Though Pollacci’s attorney, Michelle Wouden, had argued the trial should be moved because it would be difficult to seat an impartial jury considering the extensive news coverage of Pollacci’s criminal cases, Superior Court Judge Terrance Duncan ruled May 20 the trial will stay in Monterey County.
Duncan said the jury selection process would eliminate prospective jurors who are heavily biased against Pollacci, 51, who faces charges of forcibly raping two women in 2007 and 2008.
The decision came several days after Susan Geringer a university teacher and polling expert hired by Wouden to conduct a survey to determine if Pollacci could receive a fair trial testified it would be necessary to move the trial.

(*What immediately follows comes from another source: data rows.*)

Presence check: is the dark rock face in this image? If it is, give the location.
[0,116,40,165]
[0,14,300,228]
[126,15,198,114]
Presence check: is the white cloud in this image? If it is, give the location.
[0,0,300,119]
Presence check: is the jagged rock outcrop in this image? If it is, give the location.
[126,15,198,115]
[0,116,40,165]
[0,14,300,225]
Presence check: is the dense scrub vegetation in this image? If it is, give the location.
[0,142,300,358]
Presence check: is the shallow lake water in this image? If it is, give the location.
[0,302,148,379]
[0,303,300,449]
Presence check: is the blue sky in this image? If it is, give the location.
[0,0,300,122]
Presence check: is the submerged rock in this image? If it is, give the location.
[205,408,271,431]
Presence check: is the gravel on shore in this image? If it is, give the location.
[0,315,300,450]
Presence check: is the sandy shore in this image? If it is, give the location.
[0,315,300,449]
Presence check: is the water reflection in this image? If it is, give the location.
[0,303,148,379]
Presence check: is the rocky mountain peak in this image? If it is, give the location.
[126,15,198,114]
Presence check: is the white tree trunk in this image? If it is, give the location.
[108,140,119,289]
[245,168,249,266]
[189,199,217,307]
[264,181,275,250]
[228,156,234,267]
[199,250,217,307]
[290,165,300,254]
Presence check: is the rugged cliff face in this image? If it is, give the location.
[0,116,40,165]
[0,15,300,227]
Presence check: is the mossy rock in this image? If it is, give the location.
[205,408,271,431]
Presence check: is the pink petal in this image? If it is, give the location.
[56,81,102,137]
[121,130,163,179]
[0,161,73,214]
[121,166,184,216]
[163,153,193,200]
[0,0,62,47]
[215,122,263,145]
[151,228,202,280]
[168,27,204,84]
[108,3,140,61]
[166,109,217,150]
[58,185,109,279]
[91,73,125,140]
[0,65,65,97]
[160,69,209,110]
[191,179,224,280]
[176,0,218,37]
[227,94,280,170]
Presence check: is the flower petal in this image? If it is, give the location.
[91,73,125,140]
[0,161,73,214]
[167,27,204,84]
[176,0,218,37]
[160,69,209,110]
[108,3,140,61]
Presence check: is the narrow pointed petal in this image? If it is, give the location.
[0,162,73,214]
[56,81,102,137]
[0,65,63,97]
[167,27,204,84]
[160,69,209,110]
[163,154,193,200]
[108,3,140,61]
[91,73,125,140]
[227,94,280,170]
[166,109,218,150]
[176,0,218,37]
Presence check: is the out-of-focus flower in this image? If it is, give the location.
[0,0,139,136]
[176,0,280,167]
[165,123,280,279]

Of the 100 eligible people Geringer surveyed in Monterey County, 96 percent believed Pollacci was guilty “in one way or another, either probably or definitely,” she said.
The results of the survey showed people thought of Pollacci as “vicious, despicable, guilty,” “evil,” a “slime ball” and a “scuzz bag,” indicating “extreme bias,” according to Geringer, who has performed surveys in other defense cases.
After Geringer’s testimony last week, Monterey County Deputy District Attorney Michael Breeden put forth his own expert, Eugene Bregman, who testified Geringer’s survey was flawed in regards to her questions and sampling techniques.
On Friday, Breeden said there was no question Pollacci could receive a fair trial in Monterey County.
Duncan also said moving the trial isn’t necessary because Pollacci isn’t well known outside the Monterey Peninsula an area that contains only 12 percent of the county’s population, but where Geringer polled about 60 percent of the people for her survey.
Duncan said the court would provide a questionnaire to eliminate prospective jurors who have may be biased against Pollacci.
He didn’t rule out the possibility of allowing Wouden to file another change of venue motion if it seemed an impartial jury could not be found in Monterey County.
Moving the trial to Madera County, which Geringer said has similar demographics to Monterey County, would have been a logistical challenge and would have cost taxpayers tens of thousands of dollars on top of what has already been spent including at least $7,500 for Geringer’s study and $4,000 for a prosecution study to challenge it.
The two women Pollacci is charged with raping came forward after hearing about his arrest in 2009 and subsequent trial in which he was convicted of raping an acquaintance in the loft of Ron’s Liquors, the store his family owns and where he used to work.
He was sentenced to eight years in prison for the crime but remains in Monterey County Jail pending his new trial.